De nombreuses administrations fiscales africaines disposent d’une faible capacité à percevoir des recettes. Entre 1990 et 2020, les pays d’Afrique subsaharienne n’ont collecté en moyenne qu’environ 12 à 15% de leur PIB sous forme d’impôts, soit une part bien inférieure aux 33,5% des économies de l’OCDE.

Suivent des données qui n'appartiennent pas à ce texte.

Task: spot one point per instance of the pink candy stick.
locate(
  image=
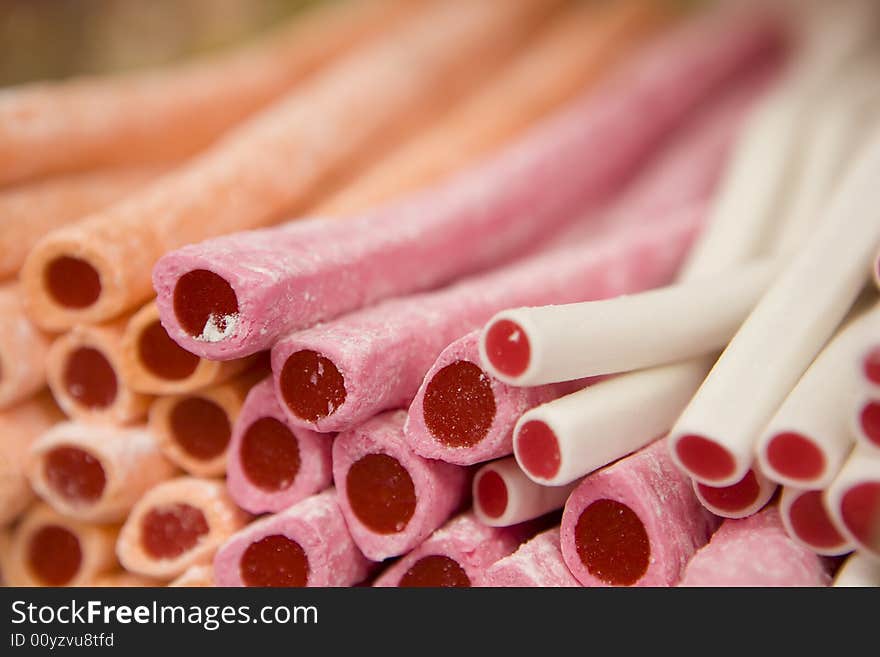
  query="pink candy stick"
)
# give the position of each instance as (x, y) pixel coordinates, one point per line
(455, 555)
(271, 464)
(537, 563)
(463, 415)
(392, 498)
(634, 523)
(755, 551)
(305, 545)
(264, 284)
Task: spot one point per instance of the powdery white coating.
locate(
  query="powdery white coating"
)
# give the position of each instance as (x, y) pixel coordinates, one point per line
(130, 457)
(315, 470)
(478, 219)
(317, 525)
(537, 563)
(474, 546)
(755, 551)
(510, 403)
(440, 488)
(650, 485)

Pour les pays qui disposent de peu d’informations sur les contribuables, de ressources limitées et d’économies informelles, il peut être difficile de collecter des recettes. De plus, les administrations fiscales africaines ont tendance à s’appuyer sur la déclaration et le paiement manuels des impôts. Les interactions en personne entre les contribuables et les fonctionnaires du fisc sont courantes, créant par là même des possibilités de collusion lors du paiement des impôts. Les contribuables africains doivent également faire face à des coûts de mise en conformité plus élevés que dans des régions similaires lorsqu’ils naviguent dans des systèmes fiscaux opaques.

Le Kenya est confronté à bon nombre de ces défis. Pour rationaliser les processus et les rendre plus transparents, le pays a commencé, au cours de la dernière décennie, à numériser les services publics tels que la perception des impôts. La numérisation vise également à améliorer l’identification des contribuables et la capacité de contrôle, ainsi qu’à réduire les coûts de mise en conformité pour les contribuables.

Dans le cadre des dernières réformes politiques, le pays prévoit d’introduire des documents d’identité numériques pour tous les Kényans d’ici février 2024. Un système d’identité numérique, l’e-ID, utilise la technologie numérique tout au long du cycle de vie de la pièce d’identité : capture, validation, stockage et transfert de données.

Au Kenya, chaque citoyen recevra un identifiant personnel unique. Cet identifiant sera essentiel tout au long du parcours scolaire de l’enfant. À partir de l’âge de 18 ans, l’identifiant deviendra un numéro d’identité national officiel permettant d’accéder à l’ensemble des services publics.

Parallèlement, le Kenya est en passe d’éliminer les transactions en espèces pour tous les services publics. Ces services incluent l’enregistrement des entreprises, les services de passeport et les services fonciers et immobiliers en 2023.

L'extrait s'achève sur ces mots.